Quindi la sua storia: «Sono la mamma di un ragazzo con spettro autistico di grado 3, cioè di grado severo, che frequenta l’ultimo anno di una scuola superiore della provincia. Da ben due anni mio figlio è stato seguito da una docente di sostegno a tempo determinato. Quest’anno la continuità è stata interrotta per un cavillo burocratico, che non tiene conto certo dei diritti di mio figlio. Due docenti di sostegno sono state nominate giovedì scorso dall’Ufficio Scolastico Provinciale, una viene assegnata alla scuola di mio figlio (chiamiamola scuola B), l’altra, subito dopo, viene nominata nella scuola A, una blasonata scuola di Macerata. Tra loro due non ci sono altre persone nominate. Perché non rettificare le nomine in virtù della continuità didattica? Mi sono informata, lo prevede la legge n. 107 /2015 all’art 1 comma 181 lettera C n. 2».

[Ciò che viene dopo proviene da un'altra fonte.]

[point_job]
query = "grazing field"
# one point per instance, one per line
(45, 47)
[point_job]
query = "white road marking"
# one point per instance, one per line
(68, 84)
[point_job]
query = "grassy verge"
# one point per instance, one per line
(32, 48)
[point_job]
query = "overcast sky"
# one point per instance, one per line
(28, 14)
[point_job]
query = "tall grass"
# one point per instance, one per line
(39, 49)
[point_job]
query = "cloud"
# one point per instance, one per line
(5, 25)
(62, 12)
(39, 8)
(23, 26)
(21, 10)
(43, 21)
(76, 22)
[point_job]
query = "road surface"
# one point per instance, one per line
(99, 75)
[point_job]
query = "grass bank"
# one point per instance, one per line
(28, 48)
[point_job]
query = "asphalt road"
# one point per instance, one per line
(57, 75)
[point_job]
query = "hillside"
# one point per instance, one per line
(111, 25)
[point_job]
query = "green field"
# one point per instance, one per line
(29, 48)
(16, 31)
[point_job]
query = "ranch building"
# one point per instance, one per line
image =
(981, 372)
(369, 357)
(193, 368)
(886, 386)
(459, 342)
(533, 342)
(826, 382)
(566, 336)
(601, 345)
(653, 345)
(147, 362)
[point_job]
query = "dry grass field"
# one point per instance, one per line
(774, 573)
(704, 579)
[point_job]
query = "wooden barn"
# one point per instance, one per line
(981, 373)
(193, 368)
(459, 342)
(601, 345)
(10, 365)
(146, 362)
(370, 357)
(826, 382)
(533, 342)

Qual è il problema? «Il problema è che l’algoritmo non sapeva che la docente precaria assegnata alla scuola A, nella scuola B lascia un alunno che segue da due anni, mio figlio, un alunno con cui ha lavorato in presenza anche in tempi di Covid. La docente che, con pazienza e perseveranza è riuscita a fare breccia nel cuore e nella testa di un ragazzo autistico non verbale, ottenendo in due anni grandi risultati in termini non solo di didattica, ma anche di autonomia e capacità relazionali. Per questo motivo e per tante altre ragioni ho chiesto la continuità didattica al dirigente, sperando che per il terzo e probabilmente ultimo anno di scuola, il lavoro iniziato potesse essere portato a termine».

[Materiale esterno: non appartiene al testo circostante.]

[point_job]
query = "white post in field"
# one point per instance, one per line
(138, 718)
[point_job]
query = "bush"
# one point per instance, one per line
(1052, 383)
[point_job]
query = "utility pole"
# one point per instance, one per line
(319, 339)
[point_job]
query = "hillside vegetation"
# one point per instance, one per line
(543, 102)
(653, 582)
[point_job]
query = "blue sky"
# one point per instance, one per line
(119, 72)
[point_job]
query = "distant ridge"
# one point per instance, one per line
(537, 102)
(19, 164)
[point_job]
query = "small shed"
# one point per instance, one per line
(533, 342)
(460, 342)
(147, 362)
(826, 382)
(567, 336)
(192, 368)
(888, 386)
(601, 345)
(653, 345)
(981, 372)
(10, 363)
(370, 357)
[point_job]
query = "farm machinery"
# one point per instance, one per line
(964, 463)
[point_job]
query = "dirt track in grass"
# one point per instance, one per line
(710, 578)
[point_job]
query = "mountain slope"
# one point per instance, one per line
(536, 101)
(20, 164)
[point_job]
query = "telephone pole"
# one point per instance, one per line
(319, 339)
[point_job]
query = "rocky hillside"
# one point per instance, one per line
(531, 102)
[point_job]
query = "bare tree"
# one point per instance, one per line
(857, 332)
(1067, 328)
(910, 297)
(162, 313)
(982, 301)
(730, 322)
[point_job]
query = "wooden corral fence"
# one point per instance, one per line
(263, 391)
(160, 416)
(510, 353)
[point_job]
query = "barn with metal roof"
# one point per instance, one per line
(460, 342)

La mamma ha scritto anche al Provveditore agli studi, Roberto Vespasiani, affinché potesse trovare una soluzione. «Ho ribadito il diritto alla continuità didattica a tutti – spiega – Ho anche provato a chiamare la dirigente dell’altra scuola, ma non sono neanche riuscita a parlare con lei per telefono. Da una parte la scuola di mio figlio si è attivata, ha parlato con le docenti, che si sono rese disponibili a scambiare la sede di servizio. Ha interpellato il Provveditore, che ha dato il suo parere favorevole ed ha illustrato la normativa che prevede la possibilità di mettere in atto lo scambio tra le docenti. Anche il Collegio dei docenti ha espresso parere favorevole.
Dall’altra parte la scuola A, l’Iis Ricci di Macerata, nella persona della dirigente Rita Emiliozzi, ha negato la possibilità di scambiare la sede di servizio. Come motivazione ha detto che non intende creare un precedente. Infatti rispettare i diritti di mio figlio potrebbe creare un pericoloso precedente. Io sarei orgogliosa di creare un precedente di sensibilità e umanità nei confronti di giovani con disabilità. È questa la vera inclusione che si realizza nelle scuole?»